整齊的青石板的街道的兩側,一座座商鋪林立。雖然每家商鋪僅有三層樓,高不足三十丈,但是卻給人一種大氣孤傲之勢。林風眺望街道的盡頭,只見一座大殿昂然立首,雄踞南都的中心位置。
街道上來往的行人,大多是八星武尊之上的高手,不少行人的實力更是在尊級巔峰與聖級之間飄忽不定。林風知道,他們和自己一樣,也是因為奕龍柱的緣故,實力被壓制到了九星武尊巔峰。
“沒想到,在這裡竟然會有這麼多的聖級高手。”林風輕輕嘆息一聲道。
在大陸上歷練了這麼久,林風對各大勢力的實力,也是基本有所瞭解。然而在這短短的幾個時辰之內,自己所見到的聖級高手,竟是自己已知的聖境高手的數倍!
“大陸上各大勢力只不過是擺在門面上的而已,真正的大族,勢力,卻已大都選擇了歸隱,或者是低調行事。你真當大陸上沒有高手麼?”任逍遙輕笑一聲,緩緩道:“雖然不少人稱我為酒劍仙,但是據我所知,實力與我相差無幾的高手,亦有不少,實力比我強的,也有那麼幾個人。”
,聞言,林風二人不由的倒抽了一口冷氣。
只聽任逍遙繼續道:“南山之都從不插手大陸上各大勢力之間的鬥爭,所以各大勢力也是對南山之都保持這默許的狀態。而且因為南中會的緣故,大陸上的一些散修的高手,大多選擇在南山之都靜修。可以說,南山之都是臥虎藏龍之地,隨意一人的放到大陸上,都足以開宗立派。”
林風暗暗地點了點頭,試想一下,一個武宗就能夠開宗立派,更何況這些實力最低都在武尊之上的高手?而且還不是一個...

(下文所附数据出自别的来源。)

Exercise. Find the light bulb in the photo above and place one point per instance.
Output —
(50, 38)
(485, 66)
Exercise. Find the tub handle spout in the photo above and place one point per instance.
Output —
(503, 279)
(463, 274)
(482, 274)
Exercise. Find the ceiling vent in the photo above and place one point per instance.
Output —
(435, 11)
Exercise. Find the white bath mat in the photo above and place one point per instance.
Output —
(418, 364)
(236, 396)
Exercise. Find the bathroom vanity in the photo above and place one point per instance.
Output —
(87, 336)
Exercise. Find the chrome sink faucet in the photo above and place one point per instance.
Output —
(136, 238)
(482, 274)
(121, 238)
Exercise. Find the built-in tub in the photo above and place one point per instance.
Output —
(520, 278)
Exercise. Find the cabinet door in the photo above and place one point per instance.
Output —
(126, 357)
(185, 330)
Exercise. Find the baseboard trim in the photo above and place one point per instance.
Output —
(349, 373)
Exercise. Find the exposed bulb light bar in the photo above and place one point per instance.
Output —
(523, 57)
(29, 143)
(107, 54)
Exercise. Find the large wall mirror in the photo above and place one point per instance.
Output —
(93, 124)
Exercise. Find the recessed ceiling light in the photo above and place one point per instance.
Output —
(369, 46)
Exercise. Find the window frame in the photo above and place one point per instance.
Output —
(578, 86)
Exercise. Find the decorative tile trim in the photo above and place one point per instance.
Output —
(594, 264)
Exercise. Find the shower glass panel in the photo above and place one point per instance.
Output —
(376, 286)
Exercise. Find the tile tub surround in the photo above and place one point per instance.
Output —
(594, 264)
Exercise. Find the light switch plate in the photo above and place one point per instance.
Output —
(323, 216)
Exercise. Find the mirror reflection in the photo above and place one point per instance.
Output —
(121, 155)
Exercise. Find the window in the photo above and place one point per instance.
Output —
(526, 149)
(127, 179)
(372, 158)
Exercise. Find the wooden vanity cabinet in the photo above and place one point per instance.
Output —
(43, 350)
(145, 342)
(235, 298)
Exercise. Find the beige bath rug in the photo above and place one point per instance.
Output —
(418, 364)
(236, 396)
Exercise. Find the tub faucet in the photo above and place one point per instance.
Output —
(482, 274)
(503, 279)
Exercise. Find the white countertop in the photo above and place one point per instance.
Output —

“好了,跟我來吧。”見林風二人默不作聲,任逍遙隨意的笑了笑,熟稔的帶著林風二人,向城中深處走去。
“哈哈,任兄好久不見。”
一家名為君悅來的客棧門前,林風三人剛剛走到這裡,便聽到客棧內傳來一陣大笑聲,緊接著一個華服老者從客棧內走了出來。
“是啊,周兄,二十年不見,沒想到你這老小子的實力,都快要超過我了。”看到來人之後,任逍遙大笑道。
“呵呵,若是二十年無一點進步的話,那這些年頭,豈不是活到狗身上去了?”周姓老者呵呵笑道。
目光在林風二人身上打量了一下,見林風年紀輕輕便已是聖級高手,臉上露出了一絲的驚訝之色:“我可記得你這老傢伙是從來不會帶人來這裡的,怎麼這次還帶了兩個?這位小友是?”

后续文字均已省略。